La vicinanza e la disponibilità dei mezzi di prova e la tutela costituzionale del diritto di difesa
Corte di Appello di Napoli, sentenza n. 3698 del 2013
La Corte di Appello di Napoli ha deciso definitivamente in merito ad una domanda di ammissione al passivo del fallimento dopo 20 anni. Un lavoratore dipendente di una società produttrice di calcestruzzo lamentava il mancato pagamento di crediti di lavoro e del trattamento di fine rapporto. La società veniva dichiarata fallita. Il lavoratore si rivolgeva alla Filca Cisl di Napoli per ottenere assistenza per l'insinuazione al passivo dei proprio credito nello stato passivo del fallimento.
Essendo stato dichiarato esecutivo lo stato passivo con esclusione del lavoratore, quest'ultimo, con il patrocinio dell'Avv. Domenico Carozza, proponeva opposizione. Il Tribunale di Napoli riteneva, però, che il lavoratore, che non aveva ricevuto il provvedimento di diniego, dovesse egli dare la prova di non essere stato raggiunto da alcuna comunicazione per valutare la tempestività della impugnativa. Il legale del lavoratore sosteneva, prima dinanzi alla Corte di Appello e poi con ricorso per Cassazione, che erroneamente il Tribunale aveva dichiarato inammissibile l'opposizione, perché la prova della tempestività poteva essere fornita solo dalla Curatela fallimentare e il lavoratore non poteva dare la prova negativa di non avere avuto alcuna comunicazione. La missiva senza data sottoscritta dal curatore fallimentare, depositata in giudizio, era, inidonea a produrre effetti giuridici perché l'unico atto idoneo poteva essere una raccomandata con ricevuta di ritorno.
La Corte di Cassazione ha accolto il ricorso del lavoratore.
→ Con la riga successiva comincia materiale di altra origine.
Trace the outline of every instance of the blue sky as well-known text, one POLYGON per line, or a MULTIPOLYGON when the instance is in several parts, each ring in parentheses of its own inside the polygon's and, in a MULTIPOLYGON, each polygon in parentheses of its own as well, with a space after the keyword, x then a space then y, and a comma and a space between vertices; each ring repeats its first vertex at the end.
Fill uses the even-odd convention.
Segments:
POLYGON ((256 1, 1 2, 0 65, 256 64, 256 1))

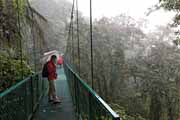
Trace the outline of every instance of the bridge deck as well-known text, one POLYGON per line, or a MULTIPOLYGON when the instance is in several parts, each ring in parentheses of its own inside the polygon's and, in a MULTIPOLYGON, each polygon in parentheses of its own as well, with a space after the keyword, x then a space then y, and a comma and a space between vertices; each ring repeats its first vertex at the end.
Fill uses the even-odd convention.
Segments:
POLYGON ((34 120, 75 120, 75 112, 63 69, 58 69, 56 92, 62 100, 60 104, 48 102, 47 94, 42 99, 34 120))

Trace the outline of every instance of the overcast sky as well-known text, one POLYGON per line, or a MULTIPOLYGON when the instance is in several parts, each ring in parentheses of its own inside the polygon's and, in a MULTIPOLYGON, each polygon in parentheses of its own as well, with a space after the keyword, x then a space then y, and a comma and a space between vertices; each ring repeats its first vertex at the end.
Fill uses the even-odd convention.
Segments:
MULTIPOLYGON (((58 1, 58 0, 56 0, 58 1)), ((68 0, 72 3, 73 0, 68 0)), ((89 0, 78 0, 79 10, 84 16, 89 16, 89 0)), ((149 23, 155 25, 165 25, 171 21, 173 13, 159 10, 146 16, 148 8, 152 7, 159 0, 92 0, 93 18, 102 16, 116 16, 126 13, 135 19, 147 18, 149 23)))

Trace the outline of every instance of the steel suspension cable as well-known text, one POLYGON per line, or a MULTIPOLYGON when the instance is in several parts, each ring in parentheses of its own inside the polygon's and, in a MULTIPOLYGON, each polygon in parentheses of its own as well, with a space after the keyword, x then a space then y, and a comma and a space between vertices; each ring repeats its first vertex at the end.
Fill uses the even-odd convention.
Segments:
POLYGON ((16 0, 16 5, 17 5, 17 23, 18 23, 18 35, 19 35, 19 44, 20 44, 20 59, 21 59, 21 78, 23 79, 24 77, 24 72, 23 72, 23 48, 22 48, 22 36, 21 36, 21 23, 20 23, 20 7, 19 7, 19 0, 16 0))
MULTIPOLYGON (((72 10, 71 10, 71 21, 70 21, 70 26, 69 26, 69 33, 68 33, 68 40, 70 40, 70 34, 72 33, 72 36, 71 36, 71 39, 72 39, 72 42, 71 42, 71 49, 70 49, 70 57, 73 59, 73 62, 74 62, 74 44, 73 44, 73 17, 74 17, 74 4, 75 4, 75 0, 73 0, 73 5, 72 5, 72 10), (71 31, 72 30, 72 31, 71 31)), ((71 61, 71 58, 70 58, 70 61, 71 61)), ((72 63, 72 62, 71 62, 72 63)))
POLYGON ((92 0, 90 0, 90 40, 91 40, 91 85, 94 89, 93 31, 92 31, 92 0))
POLYGON ((79 75, 81 71, 80 66, 80 41, 79 41, 79 9, 78 9, 78 0, 76 0, 76 17, 77 17, 77 40, 78 40, 78 68, 79 68, 79 75))

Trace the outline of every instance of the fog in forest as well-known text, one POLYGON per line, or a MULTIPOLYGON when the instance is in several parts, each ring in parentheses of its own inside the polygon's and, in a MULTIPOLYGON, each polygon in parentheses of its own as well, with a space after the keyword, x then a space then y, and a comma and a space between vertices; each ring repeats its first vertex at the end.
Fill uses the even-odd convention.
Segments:
MULTIPOLYGON (((35 17, 45 47, 64 53, 67 62, 91 85, 89 1, 78 2, 80 59, 76 5, 73 31, 69 30, 72 0, 30 0, 31 6, 47 20, 41 22, 42 17, 35 17)), ((177 3, 93 0, 94 90, 123 120, 180 119, 177 3)), ((32 42, 27 48, 32 52, 32 42)))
Il Supremo Collegio ha ritenuto che la posizione del Tribunale di Napoli fosse in contrasto con l'articolo 24 della Costituzione che sancisce il diritto di difesa di ogni cittadino, con l'articolo 6 della Convenzione europea per la salvaguardia dei diritti dell'uomo e delle libertà fondamentali e con l'articolo 111 della Costituzione che sancisce il principio della “parità delle armi” tra le parti processuali. Sarebbe stato onere della parte che aveva la disponibilità del documento, e la possibilità di occultarlo, fornire la prova della spedizione della comunicazione di esclusione dalla stato passivo e della eventuale intempestività della opposizione.
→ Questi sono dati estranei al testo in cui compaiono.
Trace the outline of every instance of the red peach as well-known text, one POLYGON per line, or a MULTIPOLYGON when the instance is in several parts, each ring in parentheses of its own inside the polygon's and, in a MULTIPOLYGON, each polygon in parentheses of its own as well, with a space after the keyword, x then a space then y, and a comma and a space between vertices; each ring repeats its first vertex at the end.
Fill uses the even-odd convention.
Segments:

Sulla base di tale principio, la Corte di Appello di Napoli, a cui la il giudizio era stato rinviato dalla Corte di Cassazione, ha accolto la domanda di insinuazione al passivo del lavoratore per la somma di oltre 70.000 euro con integrazione ulteriore dell'importo per gli interessi legali e la rivalutazione monetaria per gli oltre 20 anni trascorsi dalla cessazione del rapporto di lavoro.